All afterschool activities at both schools will be held as scheduled on Friday.
-- Students also protest; Some parents upset --
About 100 students at Standley Lake were outside the school at mid-morning holding up signs in support of their teachers. They say they are pro-education, not anti-school board. A smaller number of Conifer students also protested outside their school on Friday.
However, one Standley Lake parent who wrote an open letter to the teachers said Friday's "labor strike" was selfish and unprofessional.
"While the small group of you who walked out on the Standley Lake High School community today and forced the school to close have a grievance around compensation with the Jeffco School Board and or District, conducting a strike and closing the school is not the way to create support for your cause. There are many other avenues you could have taken to air your grievances that include writing letters, sending emails, organizing petitions, attending and speaking at a board meeting, attending JCEA meetings, posting a blog, posting on social media and various other public forums. Please keep your contract negotiations out of the classroom. What type of message are you sending to my student that when things get tough, and you don’t like what is happening or you are frustrated, you should just pack up and leave, call in sick or just no show? Should my student now be able to just do the same behavior in your classroom when they get frustrated, get up and leave? This was completely unacceptable. Very poor judgment ... I say shame on you for your selfish behavior today by conducting your own little personal strike. I have heard the arguments that “you are doing this for the kids” but your compensation package is not my child’s concern. Your actions only hurt the kids and especially the kids who are struggling to have academic success."
-- Rex Halbeisen, a Jeffco Public Schools graduate and Standley Lake Booster Club member.
-- Teacher compensation plan --
Under the discussed compensation plan, teachers with an ineffective rating or a partially effective rating with a non-probationary contract won't get a raise.
That had teachers so upset they issued a no-confidence vote against the school board president, Ken Witt, on Tuesday.
The board adopted the proposed compensation plan for teachers for the 2014-2015 school year earlier this month.
Here is the model:
Back in August, the board rejected an independent review that found the district's teacher evaluation system too flawed to set salaries.
- Curriculum revisions --
The school board was also considering establishing a panel to review the introduction of the Common Core State Standards in AP U.S. history.
"Many conservative critics have complained that the changes are revisionist and present a negative view of the country," Chalkbeat Colorado reported.

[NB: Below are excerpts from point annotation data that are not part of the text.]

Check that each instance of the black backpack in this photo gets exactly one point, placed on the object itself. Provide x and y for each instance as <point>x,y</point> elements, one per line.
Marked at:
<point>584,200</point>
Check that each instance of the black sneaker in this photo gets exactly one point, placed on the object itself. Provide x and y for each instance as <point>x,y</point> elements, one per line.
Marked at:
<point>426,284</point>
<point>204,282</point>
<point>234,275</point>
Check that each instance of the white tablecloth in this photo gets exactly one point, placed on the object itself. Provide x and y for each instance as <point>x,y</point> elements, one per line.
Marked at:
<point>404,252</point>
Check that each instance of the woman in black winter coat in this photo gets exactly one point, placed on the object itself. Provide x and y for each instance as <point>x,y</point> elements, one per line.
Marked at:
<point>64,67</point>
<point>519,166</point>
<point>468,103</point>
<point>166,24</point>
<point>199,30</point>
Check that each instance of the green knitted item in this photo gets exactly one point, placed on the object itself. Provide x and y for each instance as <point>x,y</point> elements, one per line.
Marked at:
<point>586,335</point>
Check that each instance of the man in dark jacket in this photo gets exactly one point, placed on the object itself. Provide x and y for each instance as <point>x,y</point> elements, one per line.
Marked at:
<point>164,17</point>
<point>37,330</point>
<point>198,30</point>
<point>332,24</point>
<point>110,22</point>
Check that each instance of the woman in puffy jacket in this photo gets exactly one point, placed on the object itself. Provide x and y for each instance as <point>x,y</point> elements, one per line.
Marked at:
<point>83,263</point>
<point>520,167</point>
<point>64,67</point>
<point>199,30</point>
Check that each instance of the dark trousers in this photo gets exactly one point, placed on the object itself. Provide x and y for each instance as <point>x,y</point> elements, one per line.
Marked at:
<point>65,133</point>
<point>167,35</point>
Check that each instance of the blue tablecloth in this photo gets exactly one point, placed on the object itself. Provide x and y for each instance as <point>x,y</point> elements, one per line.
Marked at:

The proposed panel would make sure materials do not "encourage or condone civil disorder, social strife or disregard of the law."
That has many parents and educators concerned about censorship.
School board president Ken Witt said the discussion is still in the early stages.
"That proposal was just that -- it’s a proposal," said Witt. "The details haven’t been worked out. No vote was taken last night. It’s just an open discussion. Where that lands, I really can’t predict, but at the end of the day I think the intent was that it be an opportunity to get input on the quality of our curriculum. There is certainly no intent that I could read in that proposal for censorship."